Principle:Fastai Fastbook Stochastic Gradient Descent
| Knowledge Sources | |
|---|---|
| Domains | Deep Learning, Optimization, Machine Learning |
| Last Updated | 2026-02-09 17:00 GMT |
Overview
Stochastic Gradient Descent (SGD) is an iterative optimization algorithm that adjusts model parameters by computing the gradient of a loss function on small random subsets (mini-batches) of training data and stepping in the direction that reduces the loss.
Description
SGD is the foundational optimization algorithm behind all modern deep learning. Rather than computing the gradient over the entire dataset (which is expensive), SGD approximates it by sampling a small mini-batch at each step. This introduces noise into the gradient estimate, but in practice the noise acts as a beneficial regularizer and the method converges efficiently.
The algorithm proceeds through a repeating cycle of seven steps:
- Initialize parameters with random values.
- Predict outputs by running the model on the current mini-batch.
- Compute loss by comparing predictions to targets.
- Compute gradients of the loss with respect to all parameters (via backpropagation).
- Update parameters by subtracting the gradient scaled by a learning rate.
- Zero the gradients so they do not accumulate across steps.
- Repeat from step 2 until convergence.
Usage
Use SGD (or one of its variants like Adam) whenever you need to:
- Train any parameterized model (linear, neural network, etc.) to minimize a loss function.
- Find optimal weights and biases that fit training data.
- Implement a training loop from scratch to understand the fundamentals before using library abstractions.
Theoretical Basis
The Gradient
For a scalar loss function L(w) that depends on parameter vector w, the gradient is the vector of partial derivatives:
grad_L = [dL/dw_1, dL/dw_2, ..., dL/dw_n]
The gradient points in the direction of steepest increase of the loss. Therefore, moving in the opposite direction (subtracting the gradient) decreases the loss.
Parameter Update Rule
The basic SGD update rule is:
w_new = w_old - lr * grad_L(w_old)
Where lr is the learning rate, a small positive scalar (typically between 0.001 and 0.1) that controls the step size.
Learning Rate Selection
The learning rate is the most critical hyperparameter:
- Too small: Convergence is very slow, requiring many iterations.
- Too large: The loss may diverge or oscillate wildly, never converging.
- Just right: The loss decreases steadily toward a minimum.
Mini-batch Stochasticity
In full-batch gradient descent, the gradient is computed over all N training samples. In SGD, the gradient is computed over a mini-batch of size B << N:
grad_approx = (1/B) * sum(grad_L_i for i in mini_batch)
This stochastic approximation has lower computational cost per step and often leads to better generalization because the noise helps escape shallow local minima.
Gradient Zeroing
After each parameter update, gradients must be reset to zero.
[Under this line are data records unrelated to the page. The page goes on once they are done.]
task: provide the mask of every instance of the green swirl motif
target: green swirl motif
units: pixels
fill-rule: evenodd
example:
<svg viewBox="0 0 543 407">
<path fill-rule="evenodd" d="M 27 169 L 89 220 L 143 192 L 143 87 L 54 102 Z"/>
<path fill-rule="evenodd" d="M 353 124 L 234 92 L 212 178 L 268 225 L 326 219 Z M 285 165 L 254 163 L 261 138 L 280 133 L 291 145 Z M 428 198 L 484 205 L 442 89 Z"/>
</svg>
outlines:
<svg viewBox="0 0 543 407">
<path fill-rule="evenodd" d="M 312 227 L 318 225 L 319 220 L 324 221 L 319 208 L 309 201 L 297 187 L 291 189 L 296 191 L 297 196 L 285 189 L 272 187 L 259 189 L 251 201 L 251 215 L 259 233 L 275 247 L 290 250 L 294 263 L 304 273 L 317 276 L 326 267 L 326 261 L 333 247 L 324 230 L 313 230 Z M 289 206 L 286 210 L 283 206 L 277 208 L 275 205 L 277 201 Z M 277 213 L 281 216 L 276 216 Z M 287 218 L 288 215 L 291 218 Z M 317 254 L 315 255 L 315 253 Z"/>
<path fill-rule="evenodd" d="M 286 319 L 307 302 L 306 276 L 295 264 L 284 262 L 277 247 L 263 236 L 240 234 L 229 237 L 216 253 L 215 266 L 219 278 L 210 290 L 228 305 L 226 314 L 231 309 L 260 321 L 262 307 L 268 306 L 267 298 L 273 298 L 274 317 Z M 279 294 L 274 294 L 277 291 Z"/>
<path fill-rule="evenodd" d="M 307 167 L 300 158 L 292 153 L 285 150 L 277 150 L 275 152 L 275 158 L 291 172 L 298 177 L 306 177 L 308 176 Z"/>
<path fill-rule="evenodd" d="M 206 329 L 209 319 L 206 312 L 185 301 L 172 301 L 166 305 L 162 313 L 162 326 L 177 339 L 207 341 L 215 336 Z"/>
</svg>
Without zeroing, PyTorch accumulates gradients across successive backward() calls, which would corrupt the optimization:
for each step:
compute gradients # backward()
update parameters # w -= lr * w.grad
zero gradients # w.grad = 0 (or None)
The requires_grad Mechanism
Parameters must be flagged with requires_grad=True so that the automatic differentiation engine records operations on them and can compute gradients during the backward pass.